Swedish tech news site Breakit is reporting some grim news from within Swedish publisher Paradox. A leaked document, created by unions Unionen and Sveriges, suggests a discriminatory workplace at Paradox, where almost half of employees report they’ve experienced “abusive/incorrect treatment.”
The survey, conducted by the Swedish unions, spoke to 133 of the 400-ish employees at the company, and alleges 44 percent said they’d experienced some form of “mistreatment”. Of those surveyed, 26 percent were women, where the statistics are much worse: there 69 percent said they had “experienced abusive treatment,” according to the report.
Breakit goes on to say—translated by Google Translate—the leaked survey results claim a “culture of silence” at the company, with “almost no one who has experienced abusive treatment” feeling that the issues were satisfactorily resolved.
This all comes just days after the surprise resignation of Paradox’s CEO, Ebba Ljungerud, although new (and old) CEO Fredrik Wester denied that there was any connection between the results of the survey and her decision to go. She did, however, see the report before she left, according to Breakit, and according to Paradox’s very brief statement on her leaving, was going due to “differing views on the company’s strategy going forward.”
Breakit goes on to report Paradox is responding to the news by conduction its own internal survey. The site says a company-wide email told staff that the company is, “now in the process of bringing in an external, neutral company to conduct a thorough review of our process and a comprehensive employee survey.” Paradox’s communications manager, Loïc Fontaine, told staff they would combine the results of this with the unions’ survey, and that they are, “prepared to take action.”
We’ve reached out to Paradox to find out how they intend to respond to this survey, beyond just carrying out another one of their own. We’ll update should they get back to us.

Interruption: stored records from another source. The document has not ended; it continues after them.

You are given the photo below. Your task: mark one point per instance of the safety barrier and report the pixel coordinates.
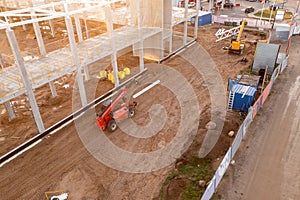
(211, 188)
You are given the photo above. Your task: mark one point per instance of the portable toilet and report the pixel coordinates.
(241, 97)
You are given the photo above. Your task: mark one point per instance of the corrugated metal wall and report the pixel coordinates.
(265, 54)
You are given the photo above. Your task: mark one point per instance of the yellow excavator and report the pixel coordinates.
(236, 45)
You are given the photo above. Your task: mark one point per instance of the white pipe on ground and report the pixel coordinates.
(146, 89)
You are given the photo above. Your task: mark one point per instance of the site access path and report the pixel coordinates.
(267, 165)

[Update: 10.34] Paradox have got back to us with a statement. They say,
“Obviously the results of this survey are deeply concerning. The management team wants to ensure this data is acted upon, but taking immediate, direct action is legally difficult thanks to the informal nature of the survey (which is not to say it’s being dismissed out-of-hand by any means).
“As stated to Breakit, we decided last week to have an independent company run an audit of our processes to report and handle cases of discrimination and harassment. We’ll also have them run a comprehensive survey to provide us with clearly defined and actionable data that we can use to make impactful change.
“At this point we’re in the process of hiring an independent and neutral firm that specializes in this process; beyond that I don’t have further detail I can offer right now. I appreciate you reaching out.”